A while ago I heard about the Lunar Chronicles by Marissa Meyer, a series of science fiction books geared for young adults that take and twist a few of the common fairy tales on their head. The first is Cinder which follows a young earth cyborg who lost a few limbs in a car accident when she was young. She lives with her foster mother and foster sisters and generally has a crappy life, until the prince shows up in her workshop one day with an android for her to fix. The second book is Scarlet, which follows a young woman from the farmlands as she’s catapulted from her normal sleepy life to rebel by the disappearance of her grandmother.

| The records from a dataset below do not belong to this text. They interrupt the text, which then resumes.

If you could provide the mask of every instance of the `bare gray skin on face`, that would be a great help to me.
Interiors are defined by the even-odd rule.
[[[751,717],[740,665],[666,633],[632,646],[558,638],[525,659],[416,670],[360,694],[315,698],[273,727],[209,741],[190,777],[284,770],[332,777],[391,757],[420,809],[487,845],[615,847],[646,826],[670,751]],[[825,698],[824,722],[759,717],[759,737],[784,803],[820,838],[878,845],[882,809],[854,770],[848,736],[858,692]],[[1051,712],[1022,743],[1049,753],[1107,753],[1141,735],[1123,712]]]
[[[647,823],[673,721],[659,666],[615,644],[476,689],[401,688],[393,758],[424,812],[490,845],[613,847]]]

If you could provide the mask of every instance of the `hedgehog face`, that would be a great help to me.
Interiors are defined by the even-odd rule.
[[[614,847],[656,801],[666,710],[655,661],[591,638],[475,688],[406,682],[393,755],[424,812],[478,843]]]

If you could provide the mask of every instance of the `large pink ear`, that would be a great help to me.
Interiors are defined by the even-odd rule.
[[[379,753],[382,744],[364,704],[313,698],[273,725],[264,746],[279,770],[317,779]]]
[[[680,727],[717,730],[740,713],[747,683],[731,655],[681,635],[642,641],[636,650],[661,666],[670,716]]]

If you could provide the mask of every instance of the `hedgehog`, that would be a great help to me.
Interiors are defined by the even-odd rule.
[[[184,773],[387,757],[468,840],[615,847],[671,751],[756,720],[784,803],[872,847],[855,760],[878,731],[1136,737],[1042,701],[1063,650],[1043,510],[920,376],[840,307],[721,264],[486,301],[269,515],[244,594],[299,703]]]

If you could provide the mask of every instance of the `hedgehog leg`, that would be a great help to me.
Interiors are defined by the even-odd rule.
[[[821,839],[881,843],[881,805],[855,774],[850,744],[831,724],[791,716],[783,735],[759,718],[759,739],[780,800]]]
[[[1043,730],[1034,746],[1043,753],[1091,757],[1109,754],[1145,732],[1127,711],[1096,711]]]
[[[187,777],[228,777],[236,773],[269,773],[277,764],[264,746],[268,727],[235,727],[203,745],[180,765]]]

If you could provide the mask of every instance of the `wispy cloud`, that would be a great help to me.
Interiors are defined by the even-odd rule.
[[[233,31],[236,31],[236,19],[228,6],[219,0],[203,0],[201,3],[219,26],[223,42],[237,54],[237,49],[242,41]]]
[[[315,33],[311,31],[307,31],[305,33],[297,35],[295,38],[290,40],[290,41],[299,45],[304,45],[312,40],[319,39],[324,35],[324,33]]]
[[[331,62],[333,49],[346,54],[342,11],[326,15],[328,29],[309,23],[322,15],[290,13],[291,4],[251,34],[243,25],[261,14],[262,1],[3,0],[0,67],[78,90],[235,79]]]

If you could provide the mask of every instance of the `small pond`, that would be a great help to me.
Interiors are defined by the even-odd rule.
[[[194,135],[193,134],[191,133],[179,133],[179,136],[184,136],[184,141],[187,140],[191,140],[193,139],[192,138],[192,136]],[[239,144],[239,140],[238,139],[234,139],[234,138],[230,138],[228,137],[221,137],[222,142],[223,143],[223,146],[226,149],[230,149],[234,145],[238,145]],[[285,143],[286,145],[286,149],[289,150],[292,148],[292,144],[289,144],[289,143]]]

If you can’t tell, these two books twist the Cinderella and Red Riding Hood fairy tales onto their heads and create a new, and fun, environment for these characters to play in. I was pleasantly surprised when I cracked these open to find that the writing is actually excellent. After Twilight and some of the other pieces of trash writing that have become popular, the Lunar Chronicles are witty, well structured, and definitely designed to lure a younger audience into a fun reading adventure. When Cinder ends, you cannot wait to get your hands on Scarlet. And when Scarlet ends, its just not fair because Cress, the third installment, doesn’t come out for a long time yet.
The only drawback I find to these stories, at all, was the fact that it feels like Meyer had this great idea for reinterpreting fairy tales, but then when she actually got started on the project, the story got away from her and become something much more, and very different from, these fairytales. I kind of wish she had done away entirely with the overt references to the tales in the name and everything, and had let the fairy tale element become background, subtle details that only an observant reader would catch. It would have made the influence of the tales a flavor rather than an identity that just doesn’t quite fit them anymore.
Overall though, I would highly recommend these to anyone who enjoys a fast-paced science fiction/fantasy with strong female characters. This is one series I am glad it is selling as well as it is and am happy to throw my support behind.